We’ve been to San Diego a lot, and we always stay at the same place: the Marriott on the water. One of the girls’ parents worked for the company, which definitely influenced our choice, but the place is just fantastic on its own. The pool is unreal. I spent a few of the most fun hours of my life there on Saturday afternoon, drinking a gin & tonic, listening to Baller tell awkward stories and holding three-month old Thomas. Yes, there was a baby at my bachelorette party, and he was a fantastic addition. He fell asleep on my chest while Hope was getting something out of her car, and I was so scared to wake him up, I held him in that position for like two straight hours. If you can tell that my right bicep is bigger than the left in my wedding photos . . . Mr. T is to blame.

holdingthomas

While nothing is better than sleeping babies who koala-hug you, piano bars and drag shows are two extremely close seconds . . . hence my freak-out when I discovered we were hitting both on Saturday night.

Important background knowledge: my group of friends, while excellent at dancing and general cavorting, is horrible at shutting up when Motown music can be heard. In our defense, I think the normal human reaction to Brown Eyed Girl is to belt it, right? The queens at Lips (SD’s fabulous drag bar) gave us a verse or two before they started asking (over the microphone) for the “lesbian choir” to cool it.
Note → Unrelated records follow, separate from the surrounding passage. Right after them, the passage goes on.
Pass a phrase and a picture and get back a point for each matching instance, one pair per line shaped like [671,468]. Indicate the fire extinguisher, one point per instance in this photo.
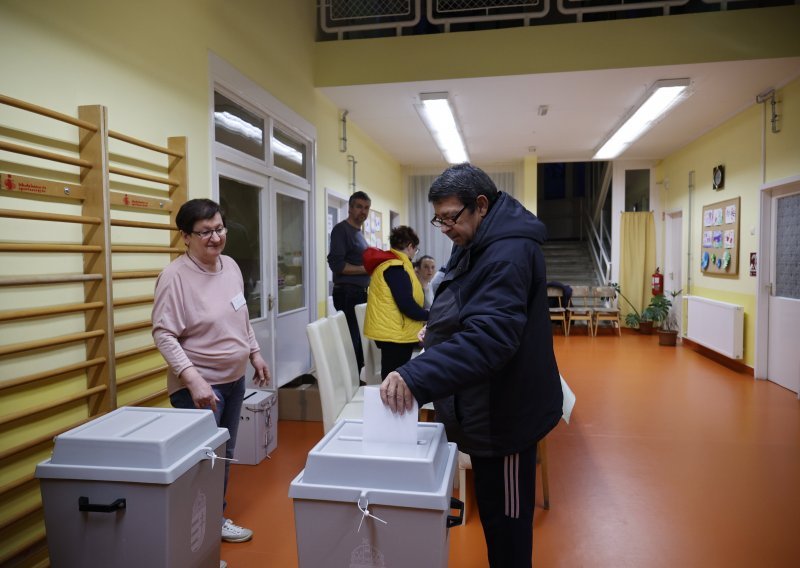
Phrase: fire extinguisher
[658,283]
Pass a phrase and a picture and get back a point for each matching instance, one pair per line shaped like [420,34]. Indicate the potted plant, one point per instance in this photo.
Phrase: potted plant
[657,310]
[668,335]
[652,316]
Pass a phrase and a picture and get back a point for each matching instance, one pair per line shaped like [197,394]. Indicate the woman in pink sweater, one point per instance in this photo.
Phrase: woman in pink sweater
[202,328]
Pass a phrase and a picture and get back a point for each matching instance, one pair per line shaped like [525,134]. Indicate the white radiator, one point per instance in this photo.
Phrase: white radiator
[716,325]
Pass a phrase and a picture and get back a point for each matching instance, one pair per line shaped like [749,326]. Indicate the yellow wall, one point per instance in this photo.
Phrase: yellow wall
[737,144]
[147,62]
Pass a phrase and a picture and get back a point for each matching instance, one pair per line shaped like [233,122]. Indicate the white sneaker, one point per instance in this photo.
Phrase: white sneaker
[235,533]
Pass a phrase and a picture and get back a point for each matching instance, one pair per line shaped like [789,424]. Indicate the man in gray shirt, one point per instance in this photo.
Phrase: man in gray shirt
[350,280]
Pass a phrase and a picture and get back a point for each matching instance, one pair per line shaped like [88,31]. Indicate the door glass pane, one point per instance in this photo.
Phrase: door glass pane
[238,128]
[240,204]
[787,252]
[637,190]
[288,153]
[290,219]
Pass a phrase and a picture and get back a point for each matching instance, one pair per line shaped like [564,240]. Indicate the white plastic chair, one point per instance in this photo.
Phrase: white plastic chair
[347,370]
[371,373]
[333,398]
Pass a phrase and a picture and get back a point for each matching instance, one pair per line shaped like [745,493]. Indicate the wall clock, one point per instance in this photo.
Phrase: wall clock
[718,177]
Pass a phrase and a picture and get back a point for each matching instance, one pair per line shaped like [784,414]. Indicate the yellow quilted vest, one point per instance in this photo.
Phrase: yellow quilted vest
[384,321]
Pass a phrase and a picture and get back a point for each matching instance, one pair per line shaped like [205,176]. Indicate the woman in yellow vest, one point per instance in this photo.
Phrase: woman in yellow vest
[394,305]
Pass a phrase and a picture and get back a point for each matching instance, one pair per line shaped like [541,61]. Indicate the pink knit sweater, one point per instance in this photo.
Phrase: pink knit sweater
[195,322]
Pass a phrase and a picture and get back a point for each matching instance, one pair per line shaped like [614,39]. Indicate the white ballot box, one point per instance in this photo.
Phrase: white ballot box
[360,503]
[136,487]
[258,427]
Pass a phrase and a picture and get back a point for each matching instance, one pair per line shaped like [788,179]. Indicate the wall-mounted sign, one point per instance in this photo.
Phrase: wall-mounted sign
[720,243]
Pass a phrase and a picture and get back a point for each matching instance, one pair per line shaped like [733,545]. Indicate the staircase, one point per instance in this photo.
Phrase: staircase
[570,262]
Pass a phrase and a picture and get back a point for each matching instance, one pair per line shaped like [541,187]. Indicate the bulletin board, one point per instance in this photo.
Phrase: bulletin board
[720,238]
[373,229]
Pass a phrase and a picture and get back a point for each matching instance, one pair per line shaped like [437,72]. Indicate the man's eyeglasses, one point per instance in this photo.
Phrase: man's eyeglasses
[220,231]
[447,222]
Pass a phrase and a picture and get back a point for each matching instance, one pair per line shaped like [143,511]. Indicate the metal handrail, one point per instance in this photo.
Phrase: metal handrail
[597,247]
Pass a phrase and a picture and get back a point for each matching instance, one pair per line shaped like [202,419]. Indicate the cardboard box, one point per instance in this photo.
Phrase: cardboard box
[299,400]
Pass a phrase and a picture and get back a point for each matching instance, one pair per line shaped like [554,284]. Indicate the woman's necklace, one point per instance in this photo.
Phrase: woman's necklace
[200,267]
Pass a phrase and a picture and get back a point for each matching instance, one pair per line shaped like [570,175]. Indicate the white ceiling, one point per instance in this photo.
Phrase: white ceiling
[498,115]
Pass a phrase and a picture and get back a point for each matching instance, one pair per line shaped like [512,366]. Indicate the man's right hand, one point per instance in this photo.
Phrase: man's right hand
[395,393]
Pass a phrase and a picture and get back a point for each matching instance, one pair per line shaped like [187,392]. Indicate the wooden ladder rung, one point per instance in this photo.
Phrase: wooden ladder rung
[48,247]
[132,274]
[50,342]
[142,375]
[64,401]
[39,216]
[48,311]
[10,383]
[133,326]
[47,279]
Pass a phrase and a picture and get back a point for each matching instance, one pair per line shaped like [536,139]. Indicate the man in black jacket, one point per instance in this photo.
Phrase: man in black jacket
[488,362]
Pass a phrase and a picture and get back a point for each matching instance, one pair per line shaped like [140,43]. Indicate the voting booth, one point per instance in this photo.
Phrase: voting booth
[136,487]
[365,503]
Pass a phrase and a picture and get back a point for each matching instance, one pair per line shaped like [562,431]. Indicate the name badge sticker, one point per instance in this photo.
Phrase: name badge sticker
[238,301]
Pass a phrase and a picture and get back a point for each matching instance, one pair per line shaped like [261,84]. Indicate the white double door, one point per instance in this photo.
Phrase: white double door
[268,236]
[779,280]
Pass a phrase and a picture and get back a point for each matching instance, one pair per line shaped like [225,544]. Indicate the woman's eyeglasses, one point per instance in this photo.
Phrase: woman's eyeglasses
[220,231]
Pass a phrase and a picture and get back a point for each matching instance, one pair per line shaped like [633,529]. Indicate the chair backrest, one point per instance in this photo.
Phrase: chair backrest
[604,296]
[346,355]
[321,338]
[555,292]
[581,297]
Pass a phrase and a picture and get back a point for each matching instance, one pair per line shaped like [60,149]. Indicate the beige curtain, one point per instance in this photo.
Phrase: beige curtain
[637,259]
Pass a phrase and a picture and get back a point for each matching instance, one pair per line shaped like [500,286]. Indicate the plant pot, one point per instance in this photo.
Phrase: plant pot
[667,337]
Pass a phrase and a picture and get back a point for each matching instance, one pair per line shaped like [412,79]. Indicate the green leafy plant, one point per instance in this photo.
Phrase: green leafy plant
[658,310]
[671,323]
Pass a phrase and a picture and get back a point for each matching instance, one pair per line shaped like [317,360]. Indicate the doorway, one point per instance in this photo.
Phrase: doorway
[778,298]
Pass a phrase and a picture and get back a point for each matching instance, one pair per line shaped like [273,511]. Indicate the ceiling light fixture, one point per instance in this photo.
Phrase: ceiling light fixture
[436,111]
[659,99]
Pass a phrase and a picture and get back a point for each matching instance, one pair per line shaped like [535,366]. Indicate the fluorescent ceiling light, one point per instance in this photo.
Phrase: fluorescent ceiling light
[437,113]
[660,98]
[233,123]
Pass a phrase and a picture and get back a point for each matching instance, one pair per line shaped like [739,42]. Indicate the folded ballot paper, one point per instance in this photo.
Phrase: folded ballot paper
[383,426]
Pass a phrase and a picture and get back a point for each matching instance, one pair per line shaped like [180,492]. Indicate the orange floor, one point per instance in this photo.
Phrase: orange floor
[670,460]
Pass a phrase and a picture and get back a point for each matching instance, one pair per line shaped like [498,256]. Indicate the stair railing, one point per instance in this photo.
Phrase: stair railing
[599,241]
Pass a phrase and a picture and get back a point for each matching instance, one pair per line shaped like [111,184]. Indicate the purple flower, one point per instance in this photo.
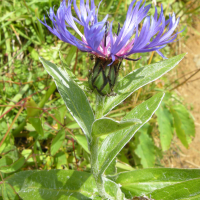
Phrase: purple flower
[109,48]
[98,37]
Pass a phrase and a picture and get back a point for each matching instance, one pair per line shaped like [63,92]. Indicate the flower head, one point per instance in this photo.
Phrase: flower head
[99,39]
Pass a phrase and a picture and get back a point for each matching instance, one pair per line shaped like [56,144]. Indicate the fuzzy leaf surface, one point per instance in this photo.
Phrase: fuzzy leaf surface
[114,142]
[187,190]
[138,78]
[143,181]
[105,126]
[184,124]
[61,185]
[145,149]
[165,126]
[57,142]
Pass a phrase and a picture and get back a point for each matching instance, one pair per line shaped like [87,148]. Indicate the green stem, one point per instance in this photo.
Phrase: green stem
[94,149]
[99,106]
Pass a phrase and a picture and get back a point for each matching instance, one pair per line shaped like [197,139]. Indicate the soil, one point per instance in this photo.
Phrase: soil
[190,91]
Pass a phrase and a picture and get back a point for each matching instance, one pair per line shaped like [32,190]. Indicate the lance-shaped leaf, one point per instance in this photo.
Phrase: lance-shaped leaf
[187,190]
[105,125]
[138,78]
[73,96]
[8,192]
[60,184]
[143,181]
[114,142]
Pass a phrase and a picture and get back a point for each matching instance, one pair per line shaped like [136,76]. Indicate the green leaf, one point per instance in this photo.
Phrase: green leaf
[105,126]
[60,159]
[145,149]
[139,78]
[37,124]
[187,190]
[17,179]
[165,126]
[143,181]
[184,124]
[81,139]
[8,192]
[57,142]
[14,166]
[61,185]
[75,99]
[31,107]
[114,142]
[5,161]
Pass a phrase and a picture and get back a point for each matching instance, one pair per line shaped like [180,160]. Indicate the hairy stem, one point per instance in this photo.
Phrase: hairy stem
[94,149]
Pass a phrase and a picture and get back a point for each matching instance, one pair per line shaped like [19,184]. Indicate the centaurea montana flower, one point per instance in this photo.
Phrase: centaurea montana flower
[108,48]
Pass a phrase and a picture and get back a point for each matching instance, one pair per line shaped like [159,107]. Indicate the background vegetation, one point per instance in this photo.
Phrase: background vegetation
[32,111]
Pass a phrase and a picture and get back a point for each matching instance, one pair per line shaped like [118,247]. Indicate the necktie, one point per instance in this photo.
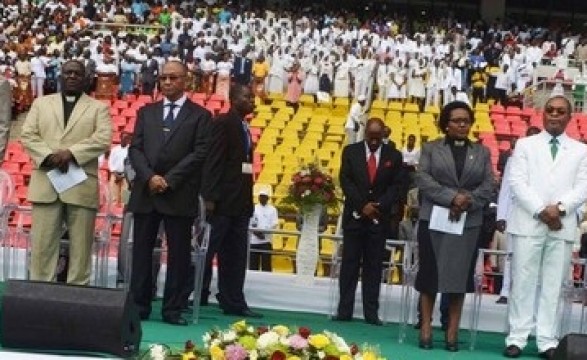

We declined, and the next diva took the stage with, “Shut UP, white ladies!” SASS FOR DAYS. Completely obsessed. Also, how do I convince M that we need to make over our bathroom to look like this?

Lips Ceiling

 Disco balls make moisturizer application so much more exciting.

I was among the first few of my friends to get married, and at the time, I sort of wished that more of them had gone before me to gather intel. After that weekend, though, I’m so glad that there are many more celebrations like this ahead of us. In the rush of school and careers and babies, any time you take to just retreat with your favorite people resonates for so much longer than the time you actually spend together. This trip happened almost two years ago, and just thinking about it makes me so incredibly happy. Thank goodness for friends, man. And fold-over yoga pants.